If Yoh-Chu-Sha is the dark, fragile mystery of ancient legends, then the singer/songwriter/cardboard-box-doll-house-maker Nekomatsuri-Hime (which means "Cat Festival Princess) is the "spookiness" of the obligatory haunted house level in a childish video game. However, I can't fault it for not being varied, back-flipping as it does between fluorescent bubblegum pop and pseudo-GothiLoli ballads with "haunting" piano loops and samples of a ticking clock. Certainly worth downloading if you can tolerate the overly cute voices of female animé seiyû (but challenging even then) and I enjoyed it more then EDEN, if only for the significantly clearer recording and YMO-like complexity of Tsukue's arrangements. And I have no idea what the word "HAKOIRI" comes from.

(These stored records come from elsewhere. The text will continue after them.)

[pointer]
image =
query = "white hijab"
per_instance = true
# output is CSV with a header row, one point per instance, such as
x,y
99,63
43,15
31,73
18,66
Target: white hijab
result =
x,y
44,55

猫 祭り姫 + 幼虫社 Area N (第N無人居住区 Dai N Mujin Kyojûku) (@)
Self-released on CD-R.
  1. good night song (おやすみのうた oyasumi no uta)|
  2. the Ark (the cardboard ship) (箱舟 Hakobune)
  3. the silent city (沈黙の町 chinmoku no machi)
  4. café 68 (妄想喫茶ジェノサイド môsô kissa jienosaido)
  5. the city in haze (陽炎街 kagerô machi)
  6. opening theme of 'magical princess Lemon Chiffon' (魔法乙女レモンシフォン mahô otome Remon Shifon)
  7. a slope to the other side (逆道 gyaku michi)
Both Yoh-Chu-Sha and Nekomaturi-Hime have worked with art installations and illustration as well as music, and with this they combined their talents in the creation of a cardboard city and a series of songs which tell the story of how it was built and eventually abandoned. This soundtrack EP was self-released as an elaborately packaged CD-R and later made available online in 2004. The sound has long since moved on from the feudal fantasy of Yoh-Chu-Ki in favour of 80s pop, nursery rhymes and, most noticeably of all, the synthesised strings which are now used on all of the songs. These all combine to make it just as distinctive and beautiful as that first album, a sound perhaps best described as a good but rather normal film or video-game soundtrack on a cassette tape which has been much improved by being accidentally dropped in a fish-tank. Most songs have Nekomatsuri on lead vocals with Dgidgi in the background, but fortunately they swap places on a couple of tracks and the latter seems positively operatic in comparison.
Yoh-Chu-Sha (幼虫社) Otofuku (福神町綺譚音曲集) (*)
Released on CD by Club Lunatica.
  1. 来福
  2. オーゼとソネット
  3. 町の風景 (午前十一時)
  4. あけくれ
  5. 夜鶯
  6. 紫電一閃湯煙乱舞
  7. ねりみ哀歌第一
  8. 蒸気革命
  9. ねりみ哀歌第二
  10. 螢に願いを
  11. 樂園の憂鬱
  12. 夢の逢瀬
  13. あけくれ (radio)
  14. 町の風景 (午后三時)
  15. 月ハ今宵モ君ヲ照ラス
I really don't have any idea what this is, other than being the 'collaboration with a manga artist' which was mentioned on the last update of their English web-site back in 2001. I don't even know if "Otofuku" is really what it's called. All I can do is guess that it's a pretty big project (even bigger than Area N) because they've been planning it for so long and the number of tracks on the CD is far more than we are used to from them. If the 'radio' streams from the web-site are anything to go by, it seems very much in the cute-but-creepy style of their work with Nekomatsuri-Hime, but poppy and without the strings of Area N.